Taking into account the latest results, the current consensus from Seino Holdings' seven analysts is for revenues of JP¥707.4b in 2025. This would reflect a credible 7.4% increase on its revenue over the past 12 months. Statutory earnings per share are predicted to jump 44% to JP¥116. Yet prior to the latest earnings, the analysts had been anticipated revenues of JP¥697.8b and earnings per share (EPS) of JP¥115 in 2025. The consensus analysts don't seem to have seen anything in these results that would have changed their view on the business, given there's been no major change to their estimates.

It will come as no surprise then, to learn that the consensus price target is largely unchanged at JP¥2,506. The consensus price target is just an average of individual analyst targets, so - it could be handy to see how wide the range of underlying estimates is. There are some variant perceptions on Seino Holdings, with the most bullish analyst valuing it at JP¥2,900 and the most bearish at JP¥2,250 per share. Even so, with a relatively close grouping of estimates, it looks like the analysts are quite confident in their valuations, suggesting Seino Holdings is an easy business to forecast or the the analysts are all using similar assumptions.

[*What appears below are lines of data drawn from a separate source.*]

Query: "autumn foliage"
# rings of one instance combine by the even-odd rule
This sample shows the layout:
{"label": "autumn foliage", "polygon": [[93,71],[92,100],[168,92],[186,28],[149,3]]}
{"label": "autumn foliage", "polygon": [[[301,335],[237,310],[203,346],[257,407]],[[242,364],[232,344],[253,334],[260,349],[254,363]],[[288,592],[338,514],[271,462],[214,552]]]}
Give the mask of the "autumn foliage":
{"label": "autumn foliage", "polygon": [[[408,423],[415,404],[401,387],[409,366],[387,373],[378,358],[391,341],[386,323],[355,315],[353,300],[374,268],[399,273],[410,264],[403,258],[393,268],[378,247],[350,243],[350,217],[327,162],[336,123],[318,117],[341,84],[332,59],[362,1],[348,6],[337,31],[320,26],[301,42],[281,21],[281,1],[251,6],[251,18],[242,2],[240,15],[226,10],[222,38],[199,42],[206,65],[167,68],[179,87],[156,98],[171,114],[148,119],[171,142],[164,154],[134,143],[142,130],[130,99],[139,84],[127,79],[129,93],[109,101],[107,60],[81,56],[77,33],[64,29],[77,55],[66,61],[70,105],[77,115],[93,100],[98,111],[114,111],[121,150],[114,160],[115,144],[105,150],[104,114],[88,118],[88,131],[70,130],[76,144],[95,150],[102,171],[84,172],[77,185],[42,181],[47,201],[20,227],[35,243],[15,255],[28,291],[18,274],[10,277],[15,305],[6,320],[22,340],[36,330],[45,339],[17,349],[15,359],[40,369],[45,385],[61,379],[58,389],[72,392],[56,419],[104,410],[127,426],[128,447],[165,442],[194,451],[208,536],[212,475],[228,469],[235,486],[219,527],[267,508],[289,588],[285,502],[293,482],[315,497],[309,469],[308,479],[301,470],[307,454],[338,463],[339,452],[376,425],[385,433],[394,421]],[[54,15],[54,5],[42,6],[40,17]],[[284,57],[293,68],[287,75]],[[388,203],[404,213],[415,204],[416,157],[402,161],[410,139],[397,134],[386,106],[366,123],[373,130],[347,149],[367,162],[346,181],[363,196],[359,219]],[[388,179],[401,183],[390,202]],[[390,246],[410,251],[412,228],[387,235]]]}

Looking at the bigger picture now, one of the ways we can make sense of these forecasts is to see how they measure up against both past performance and industry growth estimates. The analysts are definitely expecting Seino Holdings' growth to accelerate, with the forecast 15% annualised growth to the end of 2025 ranking favourably alongside historical growth of 1.4% per annum over the past five years. Compare this with other companies in the same industry, which are forecast to grow their revenue 2.5% annually. It seems obvious that, while the growth outlook is brighter than the recent past, the analysts also expect Seino Holdings to grow faster than the wider industry.

The Bottom Line

The most important thing to take away is that there's been no major change in sentiment, with the analysts reconfirming that the business is performing in line with their previous earnings per share estimates. Fortunately, they also reconfirmed their revenue numbers, suggesting that it's tracking in line with expectations. Additionally, our data suggests that revenue is expected to grow faster than the wider industry. There was no real change to the consensus price target, suggesting that the intrinsic value of the business has not undergone any major changes with the latest estimates.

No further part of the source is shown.